Los Angeles County health officials on Dec. 24 closed a 22-bed patient-care ward at King/Drew after three patients died "under questionable circumstances" between July and December 2003, the Times reports (Ornstein, Los Angeles Times, 12/27/03). Three patients died allegedly because of improper care, including two women who died in July after a new bedside system that monitors patient vital signs failed to alert technicians that the patients required urgent medical care and a patient who died Dec. 14 when staff members did not intervene when vital signs declined. A state investigation report released by the Department of Health Services in November found nurses at King/Drew also did not adequately examine the patients and in one case lied about tests that were never performed (California Healthline, 12/23/03). Fred Leaf, chief operating officer of the county DHS, closed the patient monitoring unit and transferred patients to other units and county hospitals because he said he was "concerned that King/Drew did not have enough nurses trained to read the sophisticated monitors in that unit," the Times reports. He added that he would not reopen the unit until it could be staffed by qualified nurses for at least two months without interruption. According to nurses at other hospitals, several weeks of training are required to learn how to properly read bedside monitors and respond appropriately, the Times reports.
The county DHS also has:
- Installed a new team of managers at King/Drew.

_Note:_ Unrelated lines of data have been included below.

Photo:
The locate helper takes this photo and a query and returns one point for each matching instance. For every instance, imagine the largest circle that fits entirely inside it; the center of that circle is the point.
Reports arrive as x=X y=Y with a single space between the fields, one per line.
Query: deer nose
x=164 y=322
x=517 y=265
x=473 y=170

- Hired a private firm to provide nursing services.
- Prohibited King/Drew from receiving trauma patients by helicopter.
- Increased employee monitoring to reduce absenteeism.
- Consolidated the facility's neurosurgical and trauma intensive care units.
- Ordered the hospital to keep social workers on call to ensure proper patient discharges (Los Angeles Times, 12/27).
- Suspended the director of nursing (California Healthline, 12/16/03).
King/Drew is "not dead yet, but without radical surgery, it won't get any better in 2004," a Los Angeles Times editorial states. Both the hospital and its medical school have "lurched from crisis to crisis for decades," but now, the "financially strapped" Los Angeles County should consider "pulling the plug on the hospital's alliance with Drew altogether" because its "first responsibility" to the community is to "save the hospital, not prop up a failing medical school," the editorial concludes (Los Angeles Times, 1/2).